PGS: a tool for association study of high-dimensional microRNA expression data with repeated measures
Motivation: MicroRNAs (miRNAs) are short single-stranded non-coding molecules that usually function as negative regulators to silence or suppress gene expression. Due to interested in the dynamic nature of the miRNA and reduced microarray and sequencing costs, a growing number of researchers are now measuring high-dimensional miRNAs expression data using repeated or multiple measures in which each individual has more than one sample collected and measured over time. However, the commonly used site-by-site multiple testing may impair the value of repeated or multiple measures data by ignoring the inherent dependent structure, which lead to problems including underpowered results after multiple comparison correction using false discovery rate (FDR) estimation and less biologically meaningful results. Hence, new methods are needed to tackle these issues.
Results: We propose a penalized regression model incorporating grid search method (PGS), for analyzing association study of high-dimensional microRNA expression data with repeated measures.
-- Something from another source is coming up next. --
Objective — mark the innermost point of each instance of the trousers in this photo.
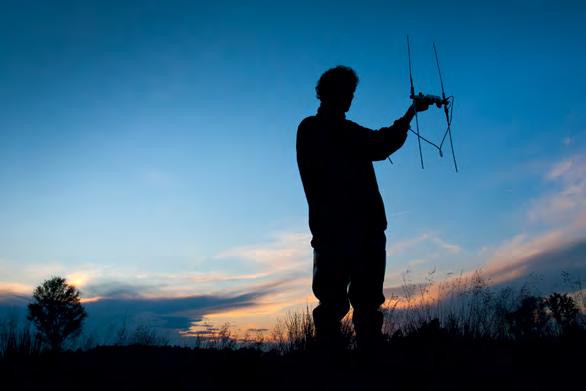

The development of this analytical framework was motivated by a real-world miRNA dataset. Comparisons between PGS and the site-by-site testing revealed that PGS provided smaller phenotype prediction errors and higher enrichment of phenotype-related biological pathways than the site-by-site testing. Simulation study showed that PGS provided more accurate estimates and higher sensitivity than site-by-site testing with comparable specificities.
Availability: R source code for PGS algorithm, implementation example, and simulation study are available for download at https://github.com/feizhe/PGS.
Zheng, Yinan; Fei, Zhe; Zhang, Wei; Starren, Justin; Liu, Lei; Baccarelli, Andrea; Li, Yi; and Hou, Lifang, "PGS: a tool for association study of high-dimensional microRNA expression data with repeated measures" (June 2014). The University of Michigan Department of Biostatistics Working Paper Series. Working Paper 113.